La polizia tedesca ha utilizzato i dati conservati dall’app preinstallata su iPhone per validare il fermo di un presunto assassino
Khavari è il nome di un rifugiato afgano fermato con l’accusa di omicidio nel settembre dello scorso anno. La vicenda a cui è legato risale a un anno prima, ottobre 2016, quando il corpo di una studentessa di medicina è stato ritrovato sulle sponde di un fiume nei pressi di Friburgo. Fino a qualche mese fa, gli agenti non erano riusciti a ottenere evidenze concrete del coinvolgimento, ma poi hanno cominciato a indagare l’iPhone usato dal ragazzo. Seppur i media non ne abbiano parlato, la polizia tedesca si è trovata nella stessa situazione dell’FBI nel momento in cui ha chiesto ad Apple di aprire l’iPhone 5C dell’indiziato della strage terroristica di San Bernardino.
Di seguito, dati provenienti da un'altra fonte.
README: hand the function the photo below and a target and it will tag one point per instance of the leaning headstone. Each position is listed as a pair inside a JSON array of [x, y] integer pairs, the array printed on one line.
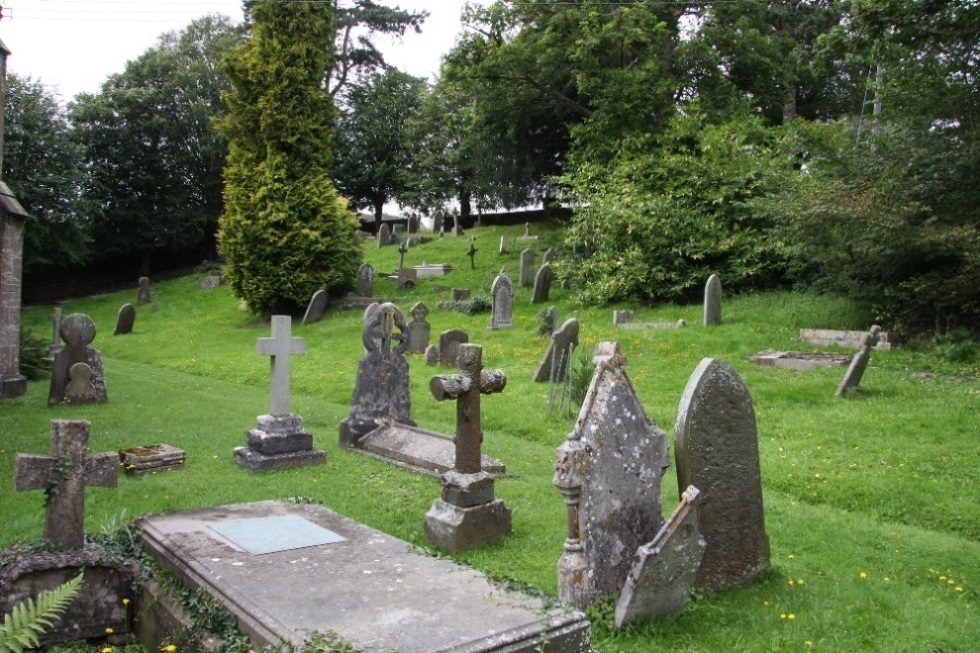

Khavari ha rifiutato di concedere la password di accesso al cellulare, che a quel punto è stato bucato da una compagnia di sicurezza privata.
Cosa è successo
Tra le informazioni presenti a bordo, sono risaltate agli occhi della polizia quelle riguardanti le attività dell’app Salute, preinstallata sugli iPhone. Anche senza configurarne un primo utilizzo, il software registra comunque le attività svolte nel corso della giornata, memorizzandole localmente. Bene, il giorno dell’assassinio di Maria Ladenburger, l’app ha analizzato un consistente sali e scendi di scale e piani, compatibile a quanto richiesto per scendere in riva al fiume di Friburgo, lasciare il corpo e risalire. Troppo poco per incastrare un accusato certo ma quanto basta per collegare gli indizi precedenti e usare i dati come prova ultima del coinvolgimento del ragazzo. Un caso unico, forse meno raro del previsto, che dimostra ancora una volta la mole di tesori che uno smartphone contiene, senza nemmeno rendersene conto.